NOTE: Out.txt is 3Gb text file

package Reader;

import java.io.BufferedInputStream;
import java.io.FileInputStream;
import java.io.FileReader;
import java.io.IOException;
import java.io.InputStream;
import java.io.LineNumberReader;
import java.nio.file.Files;
import java.nio.file.Paths;
import java.util.stream.Stream;

/*
 *  Comparing Execution time of BufferInputReader Vs LineNumberReader Vs 
Stream
 *  o/p > Effeciency of BufferInputReader to LineNumberReader is around :: 
200%

 *  
 */
public class LineReaderBufferInputStream {

public static void main(String args[]) throws IOException {
    //LineReaderBufferInputStream
    LineReaderBufferInputStream lr = new LineReaderBufferInputStream();
    long startTime = System.nanoTime();

    int count = lr.countLinesUsingLineNumberReader("D://out.txt");

    long endTime = System.nanoTime();
    long c1 = (endTime - startTime);
    System.out.println(count + " LineReaderBufferInputStream Time taken:: " + c1);

    startTime = System.nanoTime();

    count = countLinesByBufferIpStream("D://out.txt");

    endTime = System.nanoTime();
    long c2 = (endTime - startTime);
    System.out.println(count + " BufferedInputStream Time taken:: " + c2);

    System.out.println("Effeciency of BufferInputReader to LineNumberReader is around :: " + (c1) / c2 * 100 + "%");

    // Java8 line by line reader
    //read file into stream, try-with-resources
    startTime = System.nanoTime();
    long cn = countLinesUsingStream("D://out.txt");
    endTime = System.nanoTime();

    System.out.println(cn +" Using Stream :: " + (endTime - startTime));

}

public int countLinesUsingLineNumberReader(String filename) throws IOException {
    LineNumberReader reader = new LineNumberReader(new FileReader(filename));
    int cnt = 0;
    String lineRead = "";
    while ((lineRead = reader.readLine()) != null) {
        //if you need to do anything with lineReader.
    }

    cnt = reader.getLineNumber();
    reader.close();
    return cnt;
}

public static int countLinesByBufferIpStream(String filename) throws IOException {
    InputStream is = new BufferedInputStream(new FileInputStream(filename));
    try {
        byte[] c = new byte[1024];
        int count = 1;
        int readChars = 0;
        boolean empty = true;
        while ((readChars = is.read(c)) != -1) {
            empty = false;
            for (int i = 0; i < readChars; ++i) {
                if (c[i] == '\n') {
                    ++count;
                }
            }
        }
        return (count == 0 && !empty) ? 1 : count;
    } finally {
        is.close();
    }
}

public static long countLinesUsingStream(String fileName) throws IOException{
    try (Stream<String> streamReader = Files.lines(Paths.get("D://out.txt"))) {

        return streamReader.count();

    } catch (IOException e) {
        e.printStackTrace();
    }
    return 0;
}

}


Solution

  • One remark: it is good to explicitly pass the encoding of a portable file, as the default encoding may vary.

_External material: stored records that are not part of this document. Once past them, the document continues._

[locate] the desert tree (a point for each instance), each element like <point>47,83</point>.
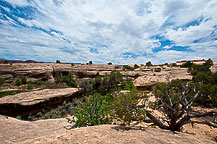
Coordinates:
<point>175,101</point>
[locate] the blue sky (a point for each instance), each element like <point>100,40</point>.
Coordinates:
<point>117,31</point>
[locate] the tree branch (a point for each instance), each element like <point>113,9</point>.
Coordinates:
<point>156,121</point>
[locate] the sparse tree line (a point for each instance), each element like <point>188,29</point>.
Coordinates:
<point>108,98</point>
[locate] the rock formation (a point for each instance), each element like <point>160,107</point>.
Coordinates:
<point>35,101</point>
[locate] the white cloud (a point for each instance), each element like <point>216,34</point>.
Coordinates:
<point>18,2</point>
<point>67,30</point>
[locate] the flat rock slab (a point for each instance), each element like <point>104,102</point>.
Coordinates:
<point>33,102</point>
<point>13,130</point>
<point>53,132</point>
<point>113,134</point>
<point>34,97</point>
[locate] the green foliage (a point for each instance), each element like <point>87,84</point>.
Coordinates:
<point>24,80</point>
<point>110,63</point>
<point>94,111</point>
<point>35,84</point>
<point>175,100</point>
<point>207,81</point>
<point>174,65</point>
<point>5,62</point>
<point>188,64</point>
<point>90,62</point>
<point>149,63</point>
<point>18,82</point>
<point>12,92</point>
<point>21,81</point>
<point>136,66</point>
<point>128,85</point>
<point>101,85</point>
<point>2,80</point>
<point>126,67</point>
<point>126,108</point>
<point>68,79</point>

    The older default encoding for binary file data to Unicode String was the platform encoding.

    The newer Files.lines will use UTF-8 by default (hurray).

    This means that UTF-8 is a bit more slow conversion, and error prone on wrong non-ASCII chars, as UTF-8 multibyte sequences require a correct bit format.

    1. In general Files.lines and others like Files.newBufferedReader are sufficiently fast.

    2. For huge files one might use a ByteBuffer/CharBuffer, a memory mapped file via a FileChannel. Simply search on the net. The gain is not that large.

    Not converting, using a (Buffered)InputStream / ByteBuffer, is faster than conversion to text.

    Java stores (Unicode) text in a String as array of char which is 2-byte. The newest java can store it alternatively also in single byte encoding (a jvm option), which might save memory.

    Possibly better might be to have the text compressed, as Out.txt.gz for instance. Trading CPU against disk speed.